In this instance, the cost of the drug itself may not be a factor, as the pharmaceutical company, Boehringer Ingelheim, has offered nevirapine free. But even government officials acknowledge that the public outcry is mounting as doctors, ministers and politicians demand a rapid expansion of the nevirapine program. These advocates say government officials are keeping a desperately needed program out of hospitals that could provide testing, counseling and support. As for safety, they point out that nevirapine has already been approved by the United Nations and the World Health Organization. With 36 percent of adults infected with HIV in this province, more than anywhere else in the country, Mr. Mtshali said he could wait no longer.
'Let's face it: it's a desperate situation,' Mr. Mtshali said in an interview in his offices here this week. 'None of us in this province hasn't lost a relation to this pandemic. We can't fold our arms when people are dying around us'.
Mr Mtshali grew up in KwaZulu-Natal, the province that extends from the palm trees and the sea of South Africa's eastern coast to the hills of rural Zululand.
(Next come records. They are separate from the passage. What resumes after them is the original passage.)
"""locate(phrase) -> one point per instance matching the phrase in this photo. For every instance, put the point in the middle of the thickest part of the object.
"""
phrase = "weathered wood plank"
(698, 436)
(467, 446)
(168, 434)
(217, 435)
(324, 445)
He says he is weary of visiting villages and hearing constituents beg for help he cannot give and feeling desperate. . .
In October, Mr. Mtshali approached his provincial health minister and asked him to expand the nevirapine program, which is only available in two large sites here. His health minister explained that the national government would only consider expanding the program in a year. Mr. Mtshali said he pondered that for a few months.
Then, he decided that he had no choice but to forge ahead whesther the national government liked it or not . . .'I live in this province,' Mr. Mtshali said. 'I have a responsibility in this province. I travel all over this province and I talk to poor people. They appeal to me in desperation. . Many clinics lack adequate space and staffing to handle the surge of women coming in for testing and counseling. . .
Here in KwaZulu Natal, the provincial government now plans to rapidly roll out the nevirapine program in the coming months...Other provinces, including the Western Cape and Gauteng have also forged ahead.
Meanwhile, Mr. Mtshali, a retired school teacher and a member of former President Nelson Mandela's cabinet, has become a hero for many. He has been interviewed on national radio and television and been applauded by AIDS advocates and opposition politicians. . ."
Barbara Kenyon, who runs the nonprofit group that distributes AIDS drugs to rape victims said she hoped that other provincial leaders will follow.'I hope this starts a whole tidal wave of people standing up for what's right'"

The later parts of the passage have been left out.